This paper has shown several examples of how the regulatory process evolves and improves when its shortcomings are recognized. For example, in response to calls for more systematic reporting of adverse effects of drugs, FDA started its MEDWatch program. Similarly, when concerns arose about treating children with drugs that had never been tested on children, Congress acted to stimulate clinical testing on that population by enacting the pediatric exclusivity provision, which has resulted in a flurry of pediatric studies by the drug manufacturers. At times, public opinion can influence the regulated industry directly, for instance, when the pharmaceutical industry responded to criticism of the short duration of its clinical trials of SSRIs by voluntarily undertaking longer trials than are suggested by FDA guidelines.
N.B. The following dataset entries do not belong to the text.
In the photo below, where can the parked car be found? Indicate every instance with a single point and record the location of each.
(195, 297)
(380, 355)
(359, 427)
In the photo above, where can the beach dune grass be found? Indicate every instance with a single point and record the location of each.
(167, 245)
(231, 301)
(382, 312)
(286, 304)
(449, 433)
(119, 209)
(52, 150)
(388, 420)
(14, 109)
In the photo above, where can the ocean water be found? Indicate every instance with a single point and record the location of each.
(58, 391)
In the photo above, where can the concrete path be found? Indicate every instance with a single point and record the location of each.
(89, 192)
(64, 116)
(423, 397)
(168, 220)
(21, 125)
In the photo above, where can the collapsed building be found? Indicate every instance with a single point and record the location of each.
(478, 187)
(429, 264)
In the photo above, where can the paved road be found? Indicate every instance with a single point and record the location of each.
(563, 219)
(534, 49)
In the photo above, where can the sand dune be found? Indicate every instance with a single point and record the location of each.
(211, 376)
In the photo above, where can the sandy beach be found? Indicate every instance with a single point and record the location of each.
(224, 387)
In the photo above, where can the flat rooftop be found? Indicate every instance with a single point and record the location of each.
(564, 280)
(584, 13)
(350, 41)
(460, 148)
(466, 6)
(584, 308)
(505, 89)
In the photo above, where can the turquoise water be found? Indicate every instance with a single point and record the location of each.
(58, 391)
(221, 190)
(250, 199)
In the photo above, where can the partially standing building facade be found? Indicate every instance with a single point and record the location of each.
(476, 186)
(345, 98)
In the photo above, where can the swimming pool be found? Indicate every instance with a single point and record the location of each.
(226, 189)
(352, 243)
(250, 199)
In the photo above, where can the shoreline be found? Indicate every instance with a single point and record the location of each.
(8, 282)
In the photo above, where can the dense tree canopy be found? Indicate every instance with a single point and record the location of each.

That said, there are many areas for improvement in the regulatory process. The increasing influence the drug industry wields over academic research is disturbing and should be addressed through legislation or regulation. In addition, FDA, the industry, and academic researchers should work together to hone the way they evaluate the efficacy of antidepressants in animals and humans, and in particular, to create a more objective yardstick than the existing Hamilton scale. Further, at least in cases where there is some legitimate concern about a drug’s serious adverse effects like suicide or other types of death, drug companies should be required to make all clinical studies available to FDA so that the agency can review all relevant information in deciding how best to protect the public.
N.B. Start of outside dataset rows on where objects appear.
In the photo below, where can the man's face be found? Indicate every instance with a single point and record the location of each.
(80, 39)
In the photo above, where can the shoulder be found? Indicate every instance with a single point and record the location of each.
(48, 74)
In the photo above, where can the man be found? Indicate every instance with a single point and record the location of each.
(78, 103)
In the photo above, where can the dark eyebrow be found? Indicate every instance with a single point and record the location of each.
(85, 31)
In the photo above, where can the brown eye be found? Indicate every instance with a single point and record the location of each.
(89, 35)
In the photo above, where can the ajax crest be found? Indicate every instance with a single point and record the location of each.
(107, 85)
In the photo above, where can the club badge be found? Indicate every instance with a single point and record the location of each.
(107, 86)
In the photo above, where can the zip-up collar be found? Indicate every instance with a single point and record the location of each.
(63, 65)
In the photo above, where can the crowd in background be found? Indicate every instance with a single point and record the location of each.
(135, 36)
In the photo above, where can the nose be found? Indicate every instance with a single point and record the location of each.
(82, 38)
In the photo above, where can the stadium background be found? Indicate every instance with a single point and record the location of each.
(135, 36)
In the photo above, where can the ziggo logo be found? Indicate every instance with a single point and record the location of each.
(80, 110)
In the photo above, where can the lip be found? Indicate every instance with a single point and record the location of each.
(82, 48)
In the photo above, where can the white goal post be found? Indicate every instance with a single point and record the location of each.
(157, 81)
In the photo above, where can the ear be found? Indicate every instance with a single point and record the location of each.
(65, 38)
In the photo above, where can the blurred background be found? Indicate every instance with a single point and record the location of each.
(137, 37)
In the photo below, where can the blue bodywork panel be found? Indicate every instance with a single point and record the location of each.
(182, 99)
Additionally, although MEDWatch is clearly superior to the absence of any reporting system, greater post-marking monitoring of drugs is needed. For example, FDA should require longitudinal studies on antidepressants after drugs are on the market. Ideally, FDA would beef up post-market monitoring of drugs, but of course this type of regulatory would require significant extra resources. In addition, FDA should take great pains to allow and encourage people with views opposed to those of the drug industry to present their stance to the agency on controversial topics to avoid any appearance of impropriety. Following both the 1991 and 2004 hearings on the potential connection between antidepressants and suicide, the press reported that FDA effectively silenced certain individuals whose views were antithetical to the industry. In 1991, the influential Dr. Teicher was allowed to give only an abbreviated informal presentation, and in 2004 FDA’s own scientist Dr. Mosholder was not permitted to testify at all. Of course there is a finite amount time for testimony at these hearings and FDA cannot be expected to allow every person a formal presentation, but the agency should be aware of its responsibilities not only to actually be fair in the evidence it considers, but also to appear to the public to be fair.

Some people have pointed to the fact that PCPs often wrongly prescribe SSRIs as evidence of failure of FDA regulation. It is true that PCPs with minimal training in psychiatry write the vast majority of prescriptions for SSRIs; a 1997 source reports that PCPs are responsible for as many as 70% of antidepressant prescriptions.[299] Many generalist physicians and even mental health specialists do not know the risks of SSRIs and thus prescribe them to patients who may not need them on the assumption that the drugs are entirely safe. Supporting this assertion, a British study found that only 30% of PCPs and 72% of psychiatrists surveyed in England know that patients can experience severe withdrawal symptoms when they stop taking SSRIs.[300]

That said, FDA should not shoulder the brunt of the blame for doctors’ prescribing habits. The FDA-approved labels for SSRIs contain numerous precautions that should alert doctors to the risks of the medications. For example, regarding withdrawal effects, the Paxil label states: “A gradual reduction in the dose rather than abrupt cessation is recommended wherever possible,”[301] so that anybody who reads the label carefully should realize that there are risks to going off the drugs too quickly. Similarly, FDA’s numerous public health announcements over the past couple of years, as well as its request for a warning about suicide on SSRI labels, should serve to make doctors and patients more aware that these drugs are not entirely safe.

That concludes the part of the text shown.